While it is most common for a horse to show his dapples after shedding his Winter coat, some horses may do just the opposite. You may find a horse that has dapples from Summer through Fall, or you may find a horse that shows his dapples for a short month or two out of the year. There does not seem to be an exact science to seasonal dappling, and it appears that every horse is different.
Where Are Dapples Most Commonly Found On A Horse’s Body?
Dapples can be found throughout a horse’s body, though some horses can be covered in dapples while others have only a lighter dusting of them. If your horse has dapples, they can be most prominently found on the hindquarters, neck, shoulders, and under the belly.
Is Dappling A Sign Of Good Health In Horses?
You may have heard that the dapples on a horse coat are an indication of good health. In reality, the issue is more complex than that. As we’ve seen, both nutrition and coat maintenance can help a horse show his or her dapples.
It stands to reason, then, that if you see a horse with apples, you can probably assume he is being fed a balanced diet, and his coat is regularly cared for. I would take dappling as (one component of) a sign of good health.
On the other hand, the absence of dappling should not indicate a horse in poor health. Your horse can be on the best diet that money can buy, and you can spend hours brushing his coat every day, but if he doesn’t have the dappling gene, you will see zero dapples. In this case, the only thing that the absence of dappling means is that the horse does not carry the specific gene associated with it.
It is also possible to have a horse that carries the dappling gene, who is well-cared for and in peak health, and who has never shown any dapples. How can this happen? No one really knows. Researchers are still actively studying the science behind dappling, and it’s likely we will learn more in the coming years.
At this point, no one can say why the dappling gene will be expressed in some horses but not in others. This also means that you cannot guarantee a foal that will dapple even if both parents show dappling.
All of this to say, while you may consider the presence of dappling to be a sign of a horse in good health, the absence of dappling does not mean the opposite.
What Is A Silver Dapple?
Though the name may suggest otherwise, a silver dapple is not the same as a dapple. “Silver dapple” is a dilution gene that affects the black-pigmented hairs. It is also called a “chocolate”, a “taffy”, or simply a “silver”.

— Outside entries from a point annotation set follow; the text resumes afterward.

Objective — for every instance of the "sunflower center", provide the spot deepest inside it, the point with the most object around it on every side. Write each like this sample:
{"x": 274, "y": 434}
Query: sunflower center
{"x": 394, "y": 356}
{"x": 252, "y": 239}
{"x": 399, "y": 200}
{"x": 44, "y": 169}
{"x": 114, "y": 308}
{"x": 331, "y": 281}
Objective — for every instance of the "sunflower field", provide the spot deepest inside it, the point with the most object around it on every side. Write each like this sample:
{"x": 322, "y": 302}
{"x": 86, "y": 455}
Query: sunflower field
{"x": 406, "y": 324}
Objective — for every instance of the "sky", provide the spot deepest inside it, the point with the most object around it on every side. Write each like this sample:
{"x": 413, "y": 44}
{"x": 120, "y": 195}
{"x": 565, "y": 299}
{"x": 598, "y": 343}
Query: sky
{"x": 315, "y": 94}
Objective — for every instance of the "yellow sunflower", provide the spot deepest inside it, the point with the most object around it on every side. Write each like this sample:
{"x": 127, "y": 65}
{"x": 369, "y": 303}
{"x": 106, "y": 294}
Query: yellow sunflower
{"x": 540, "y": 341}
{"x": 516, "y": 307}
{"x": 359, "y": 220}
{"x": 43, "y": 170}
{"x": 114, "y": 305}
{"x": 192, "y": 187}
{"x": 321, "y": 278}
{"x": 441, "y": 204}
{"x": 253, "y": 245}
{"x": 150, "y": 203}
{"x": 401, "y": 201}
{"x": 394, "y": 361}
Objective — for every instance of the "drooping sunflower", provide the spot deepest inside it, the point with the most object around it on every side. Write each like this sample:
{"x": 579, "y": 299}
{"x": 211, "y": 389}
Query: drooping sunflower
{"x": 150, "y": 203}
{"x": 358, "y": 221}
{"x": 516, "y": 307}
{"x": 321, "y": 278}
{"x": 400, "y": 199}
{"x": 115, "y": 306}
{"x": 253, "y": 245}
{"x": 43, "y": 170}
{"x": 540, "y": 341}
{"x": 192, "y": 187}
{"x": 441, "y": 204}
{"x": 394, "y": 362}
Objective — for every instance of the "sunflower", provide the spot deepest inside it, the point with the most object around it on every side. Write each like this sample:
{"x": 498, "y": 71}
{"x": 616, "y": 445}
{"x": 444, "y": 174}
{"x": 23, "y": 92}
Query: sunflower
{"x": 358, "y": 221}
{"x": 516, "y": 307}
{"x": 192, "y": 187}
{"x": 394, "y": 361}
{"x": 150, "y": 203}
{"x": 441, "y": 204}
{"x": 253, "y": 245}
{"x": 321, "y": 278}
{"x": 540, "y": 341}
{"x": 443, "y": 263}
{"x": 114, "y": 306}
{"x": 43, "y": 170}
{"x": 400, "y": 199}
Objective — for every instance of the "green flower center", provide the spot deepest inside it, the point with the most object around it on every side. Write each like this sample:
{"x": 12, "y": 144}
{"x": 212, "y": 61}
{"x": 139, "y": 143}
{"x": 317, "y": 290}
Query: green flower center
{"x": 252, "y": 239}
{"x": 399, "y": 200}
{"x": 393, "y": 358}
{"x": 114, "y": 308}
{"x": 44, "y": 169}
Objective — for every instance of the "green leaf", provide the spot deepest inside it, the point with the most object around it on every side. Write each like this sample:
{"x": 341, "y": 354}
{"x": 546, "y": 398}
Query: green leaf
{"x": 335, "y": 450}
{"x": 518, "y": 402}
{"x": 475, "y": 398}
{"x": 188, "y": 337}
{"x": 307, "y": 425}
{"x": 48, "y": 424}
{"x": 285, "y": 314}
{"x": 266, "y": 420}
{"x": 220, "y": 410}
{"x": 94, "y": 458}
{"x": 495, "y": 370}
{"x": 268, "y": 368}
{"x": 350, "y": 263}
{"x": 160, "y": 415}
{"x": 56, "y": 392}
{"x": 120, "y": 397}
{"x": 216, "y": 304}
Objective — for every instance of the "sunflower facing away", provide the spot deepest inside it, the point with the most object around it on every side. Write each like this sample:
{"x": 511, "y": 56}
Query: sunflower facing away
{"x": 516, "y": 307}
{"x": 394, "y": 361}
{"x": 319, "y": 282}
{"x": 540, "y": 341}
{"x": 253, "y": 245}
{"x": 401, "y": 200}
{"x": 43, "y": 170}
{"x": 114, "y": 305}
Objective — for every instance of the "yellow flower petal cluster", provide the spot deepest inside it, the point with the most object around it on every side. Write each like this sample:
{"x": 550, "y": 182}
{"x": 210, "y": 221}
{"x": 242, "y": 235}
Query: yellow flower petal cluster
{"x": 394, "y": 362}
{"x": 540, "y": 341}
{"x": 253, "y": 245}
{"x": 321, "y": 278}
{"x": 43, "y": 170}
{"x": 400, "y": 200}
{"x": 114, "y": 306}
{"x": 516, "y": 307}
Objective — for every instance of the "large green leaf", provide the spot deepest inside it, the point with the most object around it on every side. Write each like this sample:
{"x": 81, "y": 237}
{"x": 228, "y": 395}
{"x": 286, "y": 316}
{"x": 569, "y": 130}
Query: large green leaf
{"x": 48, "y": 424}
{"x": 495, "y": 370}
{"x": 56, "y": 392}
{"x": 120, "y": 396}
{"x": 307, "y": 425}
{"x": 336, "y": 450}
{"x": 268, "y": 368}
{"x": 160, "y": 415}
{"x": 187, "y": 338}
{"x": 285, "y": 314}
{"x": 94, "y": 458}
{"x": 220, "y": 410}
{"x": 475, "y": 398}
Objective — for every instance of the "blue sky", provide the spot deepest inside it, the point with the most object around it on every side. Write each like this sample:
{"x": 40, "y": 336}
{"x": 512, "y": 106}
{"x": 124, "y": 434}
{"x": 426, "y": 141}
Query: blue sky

This gene lightens the black of a base coat (or legs and points of a bay) into a chocolate color. Strikingly, it also lightens the mane and tail further, turning it into a silver-gray or platinum shade.

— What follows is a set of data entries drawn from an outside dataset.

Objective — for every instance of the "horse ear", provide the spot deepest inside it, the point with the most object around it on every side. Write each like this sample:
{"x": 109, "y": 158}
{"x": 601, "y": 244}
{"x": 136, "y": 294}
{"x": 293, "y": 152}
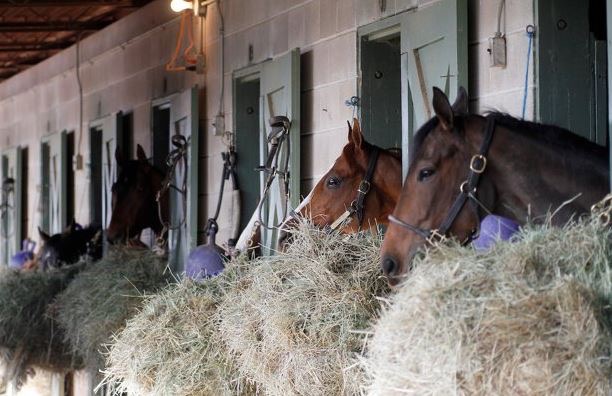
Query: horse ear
{"x": 443, "y": 109}
{"x": 140, "y": 154}
{"x": 119, "y": 156}
{"x": 461, "y": 103}
{"x": 355, "y": 135}
{"x": 43, "y": 235}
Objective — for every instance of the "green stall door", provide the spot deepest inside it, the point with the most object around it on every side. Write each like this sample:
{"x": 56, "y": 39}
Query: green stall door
{"x": 434, "y": 53}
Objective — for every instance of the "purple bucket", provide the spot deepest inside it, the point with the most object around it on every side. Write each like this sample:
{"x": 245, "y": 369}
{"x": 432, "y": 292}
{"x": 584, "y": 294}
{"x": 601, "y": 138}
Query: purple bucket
{"x": 493, "y": 229}
{"x": 204, "y": 261}
{"x": 207, "y": 260}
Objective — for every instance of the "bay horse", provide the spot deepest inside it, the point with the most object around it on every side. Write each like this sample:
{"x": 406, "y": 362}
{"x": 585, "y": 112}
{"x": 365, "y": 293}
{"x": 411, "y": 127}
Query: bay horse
{"x": 359, "y": 191}
{"x": 464, "y": 166}
{"x": 68, "y": 246}
{"x": 134, "y": 205}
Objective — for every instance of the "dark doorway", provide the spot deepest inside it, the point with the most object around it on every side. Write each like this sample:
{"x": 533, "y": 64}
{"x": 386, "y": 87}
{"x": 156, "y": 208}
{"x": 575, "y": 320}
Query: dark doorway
{"x": 24, "y": 194}
{"x": 70, "y": 185}
{"x": 381, "y": 102}
{"x": 45, "y": 153}
{"x": 95, "y": 181}
{"x": 572, "y": 66}
{"x": 125, "y": 123}
{"x": 247, "y": 145}
{"x": 161, "y": 136}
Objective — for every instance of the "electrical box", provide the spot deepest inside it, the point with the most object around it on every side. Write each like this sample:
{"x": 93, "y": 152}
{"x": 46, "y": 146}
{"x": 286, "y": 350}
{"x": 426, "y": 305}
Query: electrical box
{"x": 219, "y": 124}
{"x": 200, "y": 64}
{"x": 497, "y": 51}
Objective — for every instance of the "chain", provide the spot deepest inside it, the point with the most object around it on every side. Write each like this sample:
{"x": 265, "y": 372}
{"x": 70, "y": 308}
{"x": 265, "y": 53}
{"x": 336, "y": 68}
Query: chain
{"x": 174, "y": 157}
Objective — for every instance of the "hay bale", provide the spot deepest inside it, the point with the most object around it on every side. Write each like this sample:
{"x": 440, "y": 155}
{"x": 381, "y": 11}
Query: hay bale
{"x": 172, "y": 345}
{"x": 529, "y": 317}
{"x": 293, "y": 327}
{"x": 28, "y": 337}
{"x": 103, "y": 296}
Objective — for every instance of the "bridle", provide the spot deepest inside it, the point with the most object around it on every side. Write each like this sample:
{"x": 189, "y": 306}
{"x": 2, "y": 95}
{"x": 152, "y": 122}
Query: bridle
{"x": 357, "y": 207}
{"x": 467, "y": 191}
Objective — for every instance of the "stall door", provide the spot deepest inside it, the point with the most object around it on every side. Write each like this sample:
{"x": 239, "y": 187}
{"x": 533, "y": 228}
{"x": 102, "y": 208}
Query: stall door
{"x": 184, "y": 207}
{"x": 111, "y": 137}
{"x": 10, "y": 213}
{"x": 54, "y": 182}
{"x": 434, "y": 53}
{"x": 280, "y": 95}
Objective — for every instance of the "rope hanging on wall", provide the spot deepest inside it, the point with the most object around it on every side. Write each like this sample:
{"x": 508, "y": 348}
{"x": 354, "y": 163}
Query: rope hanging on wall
{"x": 189, "y": 55}
{"x": 530, "y": 33}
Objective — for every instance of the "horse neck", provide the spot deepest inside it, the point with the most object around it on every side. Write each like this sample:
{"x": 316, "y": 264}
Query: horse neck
{"x": 388, "y": 181}
{"x": 532, "y": 177}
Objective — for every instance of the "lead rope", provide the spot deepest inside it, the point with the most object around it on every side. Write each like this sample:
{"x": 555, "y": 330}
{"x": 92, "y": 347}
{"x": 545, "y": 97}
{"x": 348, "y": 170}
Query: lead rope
{"x": 179, "y": 154}
{"x": 278, "y": 138}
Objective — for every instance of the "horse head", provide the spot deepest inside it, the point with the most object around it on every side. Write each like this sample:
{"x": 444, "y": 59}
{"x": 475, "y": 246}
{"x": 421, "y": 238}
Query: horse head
{"x": 134, "y": 204}
{"x": 359, "y": 191}
{"x": 465, "y": 166}
{"x": 68, "y": 246}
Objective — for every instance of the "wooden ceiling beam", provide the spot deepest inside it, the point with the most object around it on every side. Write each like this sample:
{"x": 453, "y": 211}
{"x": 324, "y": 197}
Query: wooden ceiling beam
{"x": 71, "y": 3}
{"x": 34, "y": 47}
{"x": 54, "y": 26}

They are sometimes mistaken for flaxen – flaxen is primarily a gene found in chestnuts, while silver dapples affect black hair. The two horse breeds that most commonly present as silver dapple are the Morgan and the Rocky Mountain Horse.
Do You Want A Dappled Horse?
Dapples are beautiful. If you want a dapple horse, you will need to inquire whether or not the horse you are looking into has a history of dapples or not. You may decide to request pictures showing those dapples.
Because of the elusive dapple genetics, there is no guarantee that a foal with two dappled parents will show the spots herself. If you do find yourself with a dappled horse, given the proper nutrition and grooming routine, you should be rewarded with dapples… possibly year-round, or perhaps only for a month or two.